Her brother was a bright little thing. With blond hair that resembled a sunflower's petals and eyes so blue, they reminded her of the midday sky. For him, she stayed calm and docile even when the other children pulled her hair or threw food at her. Even when the matriarch scolded her for things she couldn't possibly have done. For him, she would be an anchor of peace in the turbulent ocean they had been thrust into.

For him, she would be his home.

She couldn't remember having a bed to herself in this place. Thankfully, she usually shared her sleeping quarters with her brother. None of the caretakers liked putting other children with him. She didn't mind sleeping with the energetic boy —not that she had any real say in the matter— because he was always warm, which contrasted against her always cold self.

A symptom of death she would joke later on in life when people touched her and shivered. They'd laugh, of course, but they would never understand as she did.

She wasn't a very active child, much preferring to sit by the blocks and stack them with only a small amount of interest. Her brain was muddled with memories of her past life, memories her tiny brain couldn't handle. She remembered things in short bursts, like the taste of strawberries and the feeling of hot beach sand between her toes.

(The feeling of fear pulsed in her gut as she held onto the steering wheel. The windshield had cracked, and water was pooling in; Holly was unconscious beside her, and she could feel the cold grip of water pooling up past her ankles and rising fast.

She coughed, wincing at the pain that burned through her chest. She was sure she had broken her ribs during the impact of their fall, and now they were going to drown. They were supposed to graduate in a week.

She didn't want to die.)

When she turned three, she remembered the more important aspects of who she used to be. The shows she had watched and the books she read—her views of her past world and how she felt about things. But the most important memory came to her out of the blue.

She had been playing with her brother, throwing rubber toys shaped as odd weapons at him while he shrieked and cheered when on hit him on the face, and he toppled over. She had laughed, threatening to throw another before he shouted at her, "That hurt, you know!"

("My name is Uzumaki Naruto, and I never go back on my word! That's my nindo, my ninja way!"

She knocked her shoulder with the red-haired boy beside her, "What's your nindo?"

The boy laughed, and the television screen was paused, "Why do you ask?"
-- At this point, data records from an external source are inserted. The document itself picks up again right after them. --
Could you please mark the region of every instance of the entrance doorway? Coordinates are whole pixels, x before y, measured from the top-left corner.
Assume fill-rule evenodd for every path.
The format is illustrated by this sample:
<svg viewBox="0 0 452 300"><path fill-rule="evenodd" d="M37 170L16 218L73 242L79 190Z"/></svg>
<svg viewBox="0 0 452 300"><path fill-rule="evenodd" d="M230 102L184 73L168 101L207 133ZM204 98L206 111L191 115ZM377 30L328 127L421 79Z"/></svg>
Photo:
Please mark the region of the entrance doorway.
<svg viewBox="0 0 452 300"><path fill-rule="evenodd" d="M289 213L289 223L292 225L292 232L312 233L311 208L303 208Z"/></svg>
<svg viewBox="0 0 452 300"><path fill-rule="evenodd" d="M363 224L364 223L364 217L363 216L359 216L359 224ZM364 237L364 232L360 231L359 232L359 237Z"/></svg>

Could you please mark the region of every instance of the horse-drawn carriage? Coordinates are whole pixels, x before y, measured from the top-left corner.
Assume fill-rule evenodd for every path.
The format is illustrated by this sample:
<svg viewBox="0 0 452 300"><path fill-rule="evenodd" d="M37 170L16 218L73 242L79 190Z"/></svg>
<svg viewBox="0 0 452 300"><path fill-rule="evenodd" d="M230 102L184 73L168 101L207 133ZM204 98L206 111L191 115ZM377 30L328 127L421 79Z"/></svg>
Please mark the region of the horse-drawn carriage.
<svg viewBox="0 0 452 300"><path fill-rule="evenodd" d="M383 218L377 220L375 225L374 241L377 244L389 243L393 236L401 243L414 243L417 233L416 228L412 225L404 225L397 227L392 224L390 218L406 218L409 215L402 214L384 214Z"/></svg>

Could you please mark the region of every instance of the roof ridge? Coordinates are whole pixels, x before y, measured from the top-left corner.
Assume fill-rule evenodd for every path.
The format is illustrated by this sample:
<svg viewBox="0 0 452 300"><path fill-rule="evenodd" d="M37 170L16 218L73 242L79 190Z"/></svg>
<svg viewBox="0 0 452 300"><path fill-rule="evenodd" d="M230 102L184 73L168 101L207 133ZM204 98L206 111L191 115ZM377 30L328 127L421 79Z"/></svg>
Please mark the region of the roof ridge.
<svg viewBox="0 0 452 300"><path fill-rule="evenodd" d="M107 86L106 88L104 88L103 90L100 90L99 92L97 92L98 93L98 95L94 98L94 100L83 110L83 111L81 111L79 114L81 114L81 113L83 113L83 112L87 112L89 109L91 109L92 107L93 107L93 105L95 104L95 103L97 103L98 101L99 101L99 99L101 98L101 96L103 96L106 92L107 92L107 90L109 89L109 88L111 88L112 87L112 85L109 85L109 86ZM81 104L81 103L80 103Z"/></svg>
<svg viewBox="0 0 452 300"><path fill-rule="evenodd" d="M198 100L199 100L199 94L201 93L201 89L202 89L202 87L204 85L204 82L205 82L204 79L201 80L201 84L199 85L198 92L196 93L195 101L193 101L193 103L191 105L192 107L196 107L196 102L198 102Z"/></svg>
"I'm curious is all, and I guess I want to know what's important enough to you that you'd make a vow about it."

"Well, my nindo would be to live life to the fullest with the person I love."
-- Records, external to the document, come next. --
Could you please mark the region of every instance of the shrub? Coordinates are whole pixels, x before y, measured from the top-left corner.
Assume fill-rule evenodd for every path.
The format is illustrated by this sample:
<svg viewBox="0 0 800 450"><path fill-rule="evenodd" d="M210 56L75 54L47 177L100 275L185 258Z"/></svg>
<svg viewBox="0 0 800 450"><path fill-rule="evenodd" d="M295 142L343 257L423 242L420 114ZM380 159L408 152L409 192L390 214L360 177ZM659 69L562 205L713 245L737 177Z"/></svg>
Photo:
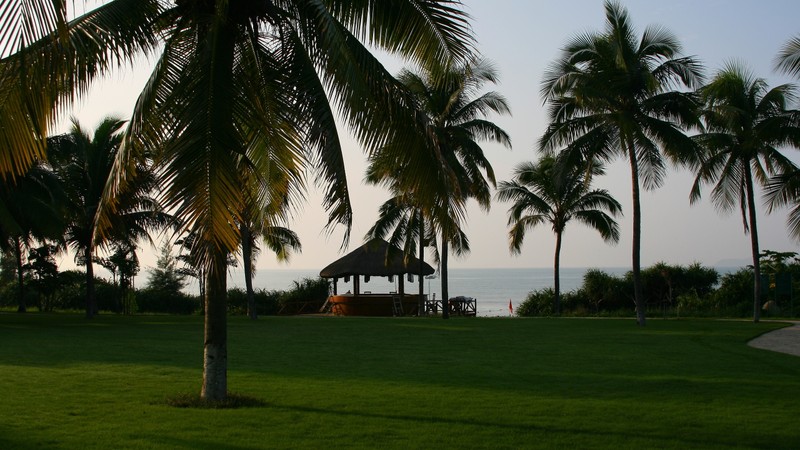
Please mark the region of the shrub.
<svg viewBox="0 0 800 450"><path fill-rule="evenodd" d="M58 274L59 289L44 310L82 311L86 309L86 273L67 270ZM108 280L95 277L95 300L99 311L117 311L117 288Z"/></svg>
<svg viewBox="0 0 800 450"><path fill-rule="evenodd" d="M283 295L281 291L268 291L266 289L254 291L256 314L259 316L277 314L280 309L278 299L281 295ZM228 313L247 314L247 291L238 287L228 290Z"/></svg>
<svg viewBox="0 0 800 450"><path fill-rule="evenodd" d="M553 288L539 289L528 294L528 297L517 307L516 314L521 317L553 316ZM561 315L585 317L590 314L586 296L578 291L561 293Z"/></svg>
<svg viewBox="0 0 800 450"><path fill-rule="evenodd" d="M528 293L528 296L517 306L516 314L520 317L550 317L553 315L553 288L537 289ZM562 296L563 297L563 296ZM562 303L562 308L563 308Z"/></svg>
<svg viewBox="0 0 800 450"><path fill-rule="evenodd" d="M136 292L135 306L143 313L193 314L200 309L200 299L181 291L146 288Z"/></svg>
<svg viewBox="0 0 800 450"><path fill-rule="evenodd" d="M633 281L592 269L583 276L580 289L587 304L595 314L601 311L619 311L633 306Z"/></svg>
<svg viewBox="0 0 800 450"><path fill-rule="evenodd" d="M294 286L283 292L278 302L282 314L316 312L330 295L331 284L324 278L303 278L294 281Z"/></svg>
<svg viewBox="0 0 800 450"><path fill-rule="evenodd" d="M753 314L753 270L739 269L722 277L719 288L711 295L717 315L749 317Z"/></svg>

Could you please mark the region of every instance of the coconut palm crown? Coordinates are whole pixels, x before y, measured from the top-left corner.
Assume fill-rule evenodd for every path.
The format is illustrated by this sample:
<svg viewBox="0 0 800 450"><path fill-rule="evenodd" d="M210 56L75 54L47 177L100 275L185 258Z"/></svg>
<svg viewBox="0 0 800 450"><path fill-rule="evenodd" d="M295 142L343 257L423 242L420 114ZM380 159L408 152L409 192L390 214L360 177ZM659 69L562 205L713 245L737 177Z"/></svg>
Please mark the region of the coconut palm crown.
<svg viewBox="0 0 800 450"><path fill-rule="evenodd" d="M474 59L444 72L403 71L398 79L414 100L416 111L408 120L413 133L387 142L370 158L367 181L382 184L394 198L381 209L384 214L405 211L405 219L379 219L378 230L386 225L395 229L393 242L405 232L408 253L413 240L422 242L429 229L441 237L437 252L442 276L442 298L448 298L447 257L469 251L469 241L461 230L466 218L466 203L475 199L488 210L491 187L496 185L494 170L481 142L511 146L508 134L486 117L491 113L510 114L505 97L495 91L483 92L487 83L496 83L497 70L487 60ZM410 226L409 226L410 225ZM420 253L422 253L420 251ZM421 258L420 258L421 259ZM447 309L443 317L447 318Z"/></svg>
<svg viewBox="0 0 800 450"><path fill-rule="evenodd" d="M788 106L796 100L796 88L784 84L769 88L737 63L728 63L700 90L705 131L695 139L705 149L691 192L701 196L704 184L714 184L711 201L721 211L739 208L745 233L750 234L754 268L753 320L760 317L761 274L756 183L770 176L797 170L781 153L781 147L800 144L796 112Z"/></svg>
<svg viewBox="0 0 800 450"><path fill-rule="evenodd" d="M558 164L545 156L538 162L526 162L514 169L511 181L501 181L497 199L512 202L508 210L509 249L520 253L525 233L538 225L550 224L556 235L554 257L553 312L560 312L561 243L567 223L573 219L597 230L607 242L619 241L619 225L613 217L622 206L605 189L590 189L590 178L602 175L601 167Z"/></svg>

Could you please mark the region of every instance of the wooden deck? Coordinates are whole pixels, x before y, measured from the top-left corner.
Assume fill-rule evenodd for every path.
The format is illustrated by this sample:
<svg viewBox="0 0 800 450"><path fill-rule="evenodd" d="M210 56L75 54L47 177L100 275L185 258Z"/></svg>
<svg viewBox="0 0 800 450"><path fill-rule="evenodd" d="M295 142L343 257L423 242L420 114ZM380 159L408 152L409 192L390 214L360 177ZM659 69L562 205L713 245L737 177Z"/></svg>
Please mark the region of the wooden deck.
<svg viewBox="0 0 800 450"><path fill-rule="evenodd" d="M419 296L405 294L339 294L328 297L329 311L335 316L416 316Z"/></svg>
<svg viewBox="0 0 800 450"><path fill-rule="evenodd" d="M475 317L478 315L478 299L472 297L453 297L448 302L451 316ZM425 302L425 314L436 315L442 311L441 300L428 300Z"/></svg>

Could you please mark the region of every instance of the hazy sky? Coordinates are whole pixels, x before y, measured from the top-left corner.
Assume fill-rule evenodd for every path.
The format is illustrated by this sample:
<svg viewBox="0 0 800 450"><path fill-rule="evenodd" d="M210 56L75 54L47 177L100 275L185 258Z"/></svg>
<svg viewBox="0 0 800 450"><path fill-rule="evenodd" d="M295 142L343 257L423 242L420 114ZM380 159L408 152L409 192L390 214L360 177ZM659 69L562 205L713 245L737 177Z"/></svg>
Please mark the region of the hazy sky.
<svg viewBox="0 0 800 450"><path fill-rule="evenodd" d="M512 117L492 117L511 136L513 150L486 144L485 153L498 180L511 177L513 167L522 161L535 160L535 143L546 127L545 108L539 96L542 75L568 38L582 31L598 31L604 26L601 0L543 2L530 0L467 0L465 8L472 15L472 25L482 54L499 69L500 83L493 87L505 95ZM684 55L698 57L712 75L725 62L738 60L770 86L792 81L772 70L780 47L800 34L800 2L795 0L722 1L694 0L653 2L628 0L628 8L637 31L648 25L661 25L678 36ZM398 67L391 67L397 71ZM149 72L149 64L99 83L92 93L76 105L73 114L84 124L94 126L101 117L116 114L127 118L135 96ZM348 180L354 206L354 223L349 249L362 243L364 233L374 222L378 206L387 194L363 185L364 152L352 139L345 142ZM800 151L787 150L796 161ZM658 261L672 264L700 262L708 265L734 260L746 264L749 238L742 229L738 211L718 213L705 199L690 206L689 190L693 176L671 170L666 183L656 191L642 195L642 263ZM570 223L564 234L561 264L563 267L625 267L631 260L630 171L625 161L608 167L607 175L597 179L595 187L608 189L623 205L620 219L622 236L610 246L593 231ZM705 189L707 195L710 189ZM553 261L554 236L547 226L528 232L522 254L508 251L508 204L493 202L486 214L472 205L464 224L472 252L466 257L451 258L450 267L550 267ZM762 249L797 251L798 244L787 237L786 211L766 216L759 211ZM290 227L301 238L303 252L293 256L288 265L277 264L274 256L263 253L259 268L290 267L321 269L338 258L342 232L327 236L323 232L326 215L320 206L319 193L313 188L308 203L295 215ZM153 250L144 245L143 268L154 265Z"/></svg>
"And who is it that you love?"

"I love—")

She doesn't know why she remembered then. When their eyes met, and the rubber toy, the rubber kunai, slipped from her grasp, and it dawned on her that she was looking Naruto Uzumaki in the eyes. She didn't think Naruto really noticed her sudden switch in her mood because he was distracted by something across the yard.

Her brain was going a mile a minute as she tried to understand the information that had just been dumped onto her. Naruto Uzumaki was her brother, which fine. She could deal with that. But that meant she was the daughter of Minato Namikaze and Kushina Uzumaki. One of them had the Kyuubi sealed within them. The only problem was that she wasn't sure which one of them had the demon. She wanted to say she was content, not knowing, that it made it easier if she didn't know.